—Tu padre está en todo.
—Ha jurado partirte las piernas.
—Antes tendrá que averiguar quién soy. Y mientras yo las tenga enteras, corro mas que él.
Bea me observaba tensa, mirando por encima del hombro a los transeúntes que se deslizaban a nuestra espalda en soplos de gris y de viento.
—No sé de qué te ríes —dijo—. Lo dice en serio.
—No me río. Estoy muerto de miedo. Pero es que me alegra verte.
Una sonrisa a media asta, nerviosa, fugaz.
—A mí también —concedió Bea.
—Lo dices como si fuese una enfermedad.
—Es peor que eso. Pensaba que si volvía a verte a la luz del día, a lo mejor entraba en razón.
Me pregunté si aquello era un cumplido o una condena.
—No pueden vernos juntos, Daniel. No así, en plena calle.
—Si quieres podemos entrar en la librería. En la trastienda hay una cafetera y...
—No. No quiero que nadie me vea entrar o salir de aquí. Si alguien me ve hablar ahora contigo, siempre puedo decir que me he tropezado con el mejor amigo de mi hermano por casualidad. Si nos ven dos veces juntos, levantaremos sospechas.
Suspiré.
—¿Y quién va a vernos? ¿A quién le importa lo que hagamos?

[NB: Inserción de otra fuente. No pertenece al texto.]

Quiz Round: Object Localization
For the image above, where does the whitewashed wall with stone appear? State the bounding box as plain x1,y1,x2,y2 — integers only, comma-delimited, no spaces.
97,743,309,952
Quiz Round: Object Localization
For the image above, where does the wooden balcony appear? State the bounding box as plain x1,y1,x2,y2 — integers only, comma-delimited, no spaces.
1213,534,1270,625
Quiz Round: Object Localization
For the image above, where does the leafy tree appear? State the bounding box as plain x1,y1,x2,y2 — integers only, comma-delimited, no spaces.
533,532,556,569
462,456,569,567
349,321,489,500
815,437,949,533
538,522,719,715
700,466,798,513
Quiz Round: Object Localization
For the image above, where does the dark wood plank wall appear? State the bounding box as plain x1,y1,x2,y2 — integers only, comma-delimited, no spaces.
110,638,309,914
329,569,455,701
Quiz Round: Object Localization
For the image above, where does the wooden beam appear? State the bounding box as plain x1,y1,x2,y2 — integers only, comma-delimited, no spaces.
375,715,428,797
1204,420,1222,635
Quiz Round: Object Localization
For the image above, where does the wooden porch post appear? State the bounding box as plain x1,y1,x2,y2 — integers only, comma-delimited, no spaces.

—La gente siempre tiene ojos para lo que no le importa, y mi padre conoce a media Barcelona.
—¿Entonces por qué has venido hasta aquí a esperarme?
—No he venido a esperarte. He venido a misa, ¿te acuerdas? Tú mismo lo has dicho. A veinte metros de aquí...
—Me das miedo, Bea. Mientes todavía mejor que yo.
—Tú no me conoces, Daniel.
—Eso dice tu hermano.
Nuestras miradas se encontraron en el reflejo.
—Tú me enseñaste algo la otra noche que no había visto jamás —
murmuró Bea—. Ahora me toca a mí.
Fruncí el ceño, intrigado. Bea abrió su bolso, extrajo una tarjeta de cartulina doblada y me la tendió.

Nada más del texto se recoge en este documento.